PETERBOROUGH, ON, June 3, 2015 /CNW/ - Black bear incidents in Southern Ontario highlight the need for improved black bear management. Media coverage is extensive when black bears are seen in heavily urbanized areas, but these types of situations are a common occurrence for many people in Ontario.
Many people are suggesting that the Ministry of Natural Resources and Forestry (MNRF) is at fault for the increase in human/bear conflicts and/or how they are dealt with, but the calls for fully restoring the Bear Wise program to its former level will not solve the problem. There is significant evidence that showed the Bear Wise trap and transfer program was unsuccessful and an unjustifiable use of limited resources needed for wildlife management.
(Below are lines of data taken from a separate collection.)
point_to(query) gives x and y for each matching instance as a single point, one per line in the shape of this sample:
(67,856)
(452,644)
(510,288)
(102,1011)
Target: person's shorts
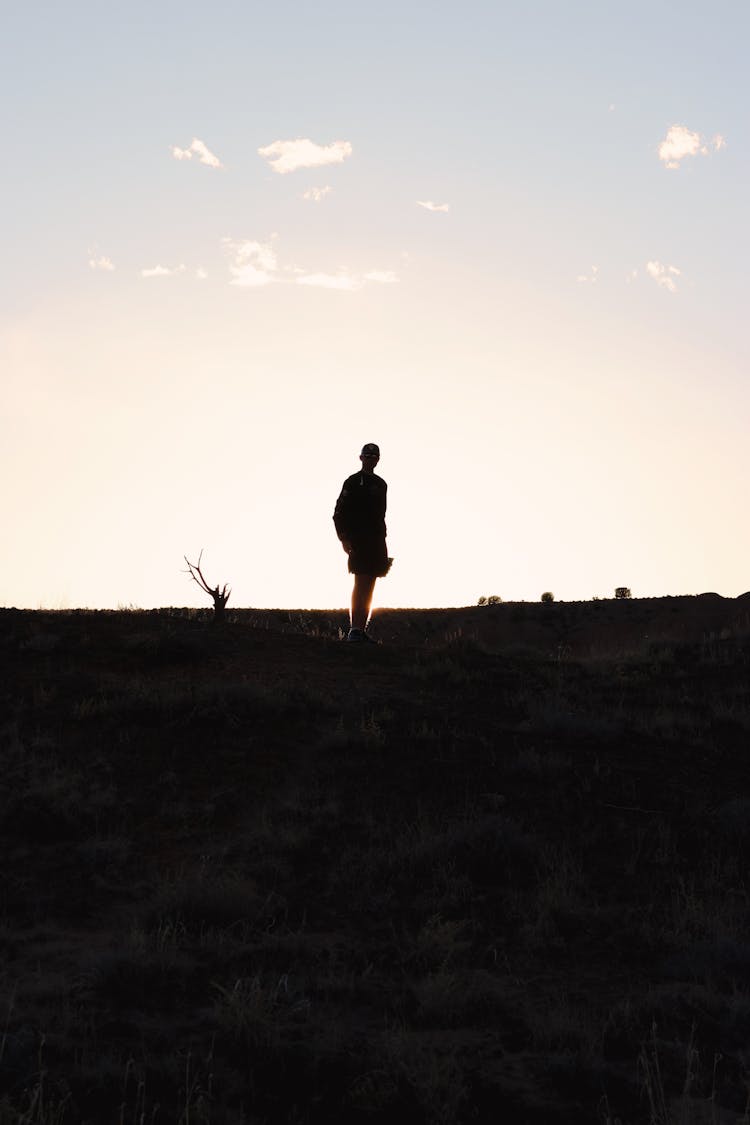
(369,557)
What we need is better management of black bears.
Proper black bear management in Ontario requires both spring and fall hunting.
The Ontario Federation of Anglers and Hunters has called on the MNRF to examine Wildlife Management Units that support sustainable black bear populations but do not currently have an open fall black bear season. The OFAH also continues to call for the return of the spring bear hunt throughout all of bear country in Ontario.
"Information provided by black bear hunters can help the MNRF assess the status and health of bear populations. Without these boots on the ground, the MNRF is missing the most important source of data required for proper black bear management," says OFAH Senior Wildlife Biologist Mark Ryckman.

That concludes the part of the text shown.